In turn, another larger group of matching vectors may represent the nose in the tree, thus the group at the top of the tree would represent the inference and conclusion that the image as a whole represents a human face.

Consequently, the parse tree representation is that the object represents a large island and, in turn, the parts of the object represent lower level islands. The subparts are smaller and smaller islands. In the case of the face, the pupil represents an island that is smaller than the one represented by the whole eye and, at the same time, smaller than the island represented by the face.

GLOM: intuition is crucial for perception

The main purpose of GLOM is to achieve the goal of modelling intuition. According to Hinton, intuition is crucial for perception. Therefore, intuition is defined in this field as the ability to make analogies effortlessly.

Human beings give coherence to their environment by analogical reasoning, mapping similarities between objects, ideas or concepts, i.e. from one vector to another. Similarities between vectors would be the method by which neural networks would employ intuitive analogical reasoning. Otherwise said, intuition is able to capture the unique method in which the human brain generates knowledge.

Thus, the purpose of GLOM is to be able to model intuition for parts that are not well defined or if their perception is hindered by various factors, such as the position of the object or the profile from which it is observed.

First launch of GLOM

In Toronto, Google Research has started the experimental research phase of GLOM. Software engineers are using computer simulations to verify whether GLOM can create islands to understand the parts and wholeness of an object, with some of these parts being ambiguous.

Currently, experiments are using ellipses of different sizes that can be arranged to form a sheep and a face.
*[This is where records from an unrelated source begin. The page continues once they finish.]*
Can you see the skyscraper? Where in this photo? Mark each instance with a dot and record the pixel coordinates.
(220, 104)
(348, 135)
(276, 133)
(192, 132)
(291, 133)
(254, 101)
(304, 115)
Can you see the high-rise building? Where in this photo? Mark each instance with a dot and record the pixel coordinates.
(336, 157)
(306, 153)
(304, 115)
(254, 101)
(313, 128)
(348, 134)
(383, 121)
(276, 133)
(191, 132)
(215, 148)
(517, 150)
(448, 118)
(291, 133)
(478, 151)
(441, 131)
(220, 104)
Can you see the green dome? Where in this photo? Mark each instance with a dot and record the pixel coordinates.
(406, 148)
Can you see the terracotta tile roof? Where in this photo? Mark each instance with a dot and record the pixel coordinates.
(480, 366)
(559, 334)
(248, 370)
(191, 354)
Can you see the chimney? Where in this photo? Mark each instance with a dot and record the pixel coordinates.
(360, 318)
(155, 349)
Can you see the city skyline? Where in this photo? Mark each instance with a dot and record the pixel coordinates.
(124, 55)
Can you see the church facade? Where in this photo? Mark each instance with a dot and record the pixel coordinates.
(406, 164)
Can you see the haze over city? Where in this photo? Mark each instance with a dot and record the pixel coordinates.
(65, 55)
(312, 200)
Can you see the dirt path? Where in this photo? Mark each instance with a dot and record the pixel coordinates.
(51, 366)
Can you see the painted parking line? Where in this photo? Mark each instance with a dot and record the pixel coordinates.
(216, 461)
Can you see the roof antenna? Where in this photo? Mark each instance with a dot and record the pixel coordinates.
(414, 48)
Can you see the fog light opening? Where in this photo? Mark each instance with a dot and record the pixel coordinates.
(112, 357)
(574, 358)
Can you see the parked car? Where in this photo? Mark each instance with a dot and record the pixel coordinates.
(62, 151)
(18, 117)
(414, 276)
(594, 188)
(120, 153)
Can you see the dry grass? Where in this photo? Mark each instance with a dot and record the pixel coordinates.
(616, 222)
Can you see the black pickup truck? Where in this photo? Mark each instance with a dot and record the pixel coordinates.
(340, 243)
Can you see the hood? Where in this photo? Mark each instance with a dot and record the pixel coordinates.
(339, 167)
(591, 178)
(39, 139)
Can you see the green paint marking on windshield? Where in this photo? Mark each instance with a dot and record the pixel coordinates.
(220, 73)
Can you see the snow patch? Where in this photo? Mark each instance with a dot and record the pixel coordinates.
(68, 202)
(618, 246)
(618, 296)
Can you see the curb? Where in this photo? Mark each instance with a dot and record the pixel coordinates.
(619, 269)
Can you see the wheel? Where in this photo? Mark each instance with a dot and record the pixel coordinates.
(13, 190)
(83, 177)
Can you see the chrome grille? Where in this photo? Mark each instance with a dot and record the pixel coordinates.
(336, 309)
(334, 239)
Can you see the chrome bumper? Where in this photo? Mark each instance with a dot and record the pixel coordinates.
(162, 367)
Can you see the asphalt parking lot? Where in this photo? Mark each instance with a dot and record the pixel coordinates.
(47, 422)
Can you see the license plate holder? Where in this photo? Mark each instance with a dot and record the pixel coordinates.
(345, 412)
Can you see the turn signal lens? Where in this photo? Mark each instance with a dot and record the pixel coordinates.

Using random inputs of different ellipses, the model must create predictions and deal with the uncertainty of whether each ellipse is part of the sheep or the face, and within these which parts make up the ellipses in them. In addition, for any unforeseen events, the model should correct itself.

The next step forward will be to define a baseline, capable of identifying whether the current, common deep learning neural network would be wrong in performing this task. So far, GLOM is being driven by creating and labelling data to find correct predictions.


In conclusion, if GLOM meets the challenge of representing a parse tree in a neural network, it would be a success, as it would make neural networks work correctly with almost no errors.

Geoff Hinton has made great contributions of value to the world of AI, many of his intuitions have proven to be correct, and GLOM is expected to be one more of them, especially when the creator of the model himself has such high hopes for it.

Moreover, the power of this model lies in the echo chamber analogy, in mathematical analogies, and even in some biological analogies. All of this brings with it a disruptive and novel design in the engineering surrounding AI.

Initially, the idea of GLOM was born as a kind of philosophical musing, but after pilot testing by Google Research, it is proving to be a valid and effective model. Previously, neural network models never seemed in their early days to be a feasible or viable idea, but they have proven to be studies that work remarkably well. Thus, the trend for the GLOM model is expected to be the same.

However, GLOM is not intended to be the key to AI capable of solving large problems with agility, but it is one of those advances that will drive the future of neural networks, giving them a similarity to human thinking, such as building on past experiences, generalising, extrapolating and understanding.

Therefore, the future of AI lies in being as similar as possible to human thinking, because if it were more human-like, the negative aspects and mistakes made by neural networks could be predicted and their origin understood.

However, for now this is a project still to be developed and is in experimental stages, but Hinton wanted to make this information public for anyone who wants to try it out. He also suggests that the public make new combinations of this idea, hoping to achieve a new philosophy in AI science.